Besides trying to win her over to participate in the town lunacy project? “An outhouse.”
Mac paused, fork halfway to her lips. “I’m sorry, did you say outhouse?”
“Umm-hmm.” It was one of his favorite stories. “Landowner over in Ashmore County was clearing some property to put in a subdivision and he found an older building right out in the middle. Asked me to come out and authenticate it.” He paused to chew. “It was a classic outhouse. Must have been little over a hundred and fifty years old.”
She nodded, scraping up the last of her mashed potatoes. Lord, the woman could eat. Guilt twinged him. The hollow look he’d noticed earlier sharpened the bones in her face. He would have to make a point of more “accidental” lunches and make sure she ate. Someone should be watching out for her.
“So what happened?” she prodded when he stayed silent too long.
“The guy couldn’t figure out why that outhouse was there…right in the middle of nothing. So he brought out some surveyors, did some research, and called me back out. About sixty feet from the outhouse was the foundation for a pre-Civil War structure. It actually used to be a modest plantation house.”
“He had you rebuild it, didn’t he?” Mac had finished her food and stared at him with such rapt attention heat flushed through him.
“Yeah. Fixed up the outhouse, rebuilt the plantation, planned the landscaping around it as authentic as we could match to what had been there before.”

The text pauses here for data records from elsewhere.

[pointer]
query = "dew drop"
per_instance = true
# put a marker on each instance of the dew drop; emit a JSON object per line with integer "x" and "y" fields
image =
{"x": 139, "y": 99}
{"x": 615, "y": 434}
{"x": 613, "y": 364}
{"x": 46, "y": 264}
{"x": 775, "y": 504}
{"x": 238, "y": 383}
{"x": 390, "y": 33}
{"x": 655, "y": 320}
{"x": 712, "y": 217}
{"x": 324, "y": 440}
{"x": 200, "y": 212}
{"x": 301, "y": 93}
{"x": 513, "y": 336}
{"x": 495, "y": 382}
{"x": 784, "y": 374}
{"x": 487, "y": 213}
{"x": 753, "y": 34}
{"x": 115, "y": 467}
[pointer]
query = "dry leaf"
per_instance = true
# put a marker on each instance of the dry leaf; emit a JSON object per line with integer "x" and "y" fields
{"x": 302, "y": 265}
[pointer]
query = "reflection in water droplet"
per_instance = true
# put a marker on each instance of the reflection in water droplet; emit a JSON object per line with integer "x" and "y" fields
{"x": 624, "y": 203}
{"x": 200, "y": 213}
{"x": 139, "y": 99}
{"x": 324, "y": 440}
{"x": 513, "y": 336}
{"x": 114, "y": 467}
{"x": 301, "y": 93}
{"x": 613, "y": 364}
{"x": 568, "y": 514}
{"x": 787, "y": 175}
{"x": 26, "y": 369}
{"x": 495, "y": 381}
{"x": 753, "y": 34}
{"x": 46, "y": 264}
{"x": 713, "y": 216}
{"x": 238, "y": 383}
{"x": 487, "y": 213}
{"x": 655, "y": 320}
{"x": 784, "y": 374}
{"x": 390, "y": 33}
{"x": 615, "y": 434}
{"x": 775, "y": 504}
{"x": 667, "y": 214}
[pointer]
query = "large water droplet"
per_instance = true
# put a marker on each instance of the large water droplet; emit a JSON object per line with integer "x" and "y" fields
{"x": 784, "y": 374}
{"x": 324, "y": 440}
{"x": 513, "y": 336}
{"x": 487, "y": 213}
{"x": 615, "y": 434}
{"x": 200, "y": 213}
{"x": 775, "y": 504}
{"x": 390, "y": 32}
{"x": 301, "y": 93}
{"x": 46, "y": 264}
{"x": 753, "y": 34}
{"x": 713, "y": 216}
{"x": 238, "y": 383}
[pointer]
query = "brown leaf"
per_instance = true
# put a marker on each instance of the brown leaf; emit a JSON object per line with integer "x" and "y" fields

“What about his subdivision?”
“Oh, he built that, too. All around the plantation house, in fact, but kept about five acres for the house and made it a private park. I think they used that house as a clubhouse or something.”
“Wow.”
Justin grinned. “It was probably one of the more interesting jobs I’ve done. Get called out for an outhouse, end up building a plantation house.”
“You really do like fixing up old places.”
“Absolutely. Old houses have character, personality. You take care of them, they take care of you. These houses stood for centuries. We don’t build like that anymore. Look at the prefab communities and subdivisions—their foundations crack in five years, and their roofs? Gone in ten. Nothing is built to last—it’s built to a trend.” He shook his head. “No one takes care of the elderly ladies. Bugs the hell out of me.”
“Does the state Summerfield is in bug you?”
“The polite answer would be no.”
“Which means it does.” She chewed at her lower lip.
Was she considering hiring him to fix her place up? He didn’t mind the idea. Still, he hesitated to push, and her yawn reinforced that decision. “Yeah, time to go, missy. You’ve been seen and we’ve eaten.” He rose, then waited for her to stand before they headed to the register. He took care of the check before she could open her purse.
He took her elbow and they waved to Mrs. Cartwright and her husband. The town was shutting down as the late-summer sun was a memory across the western sky.
“You mind if I head back over in the morning to work on the gazebo?” he asked. He let go of her arm to open the truck door, and she turned to face him. Mere inches separated them. Awareness swept over him like a summer storm, lightning sizzling across his nerves.
“Justin—do you really need Summerfield for your town project? Or do you just like the house?”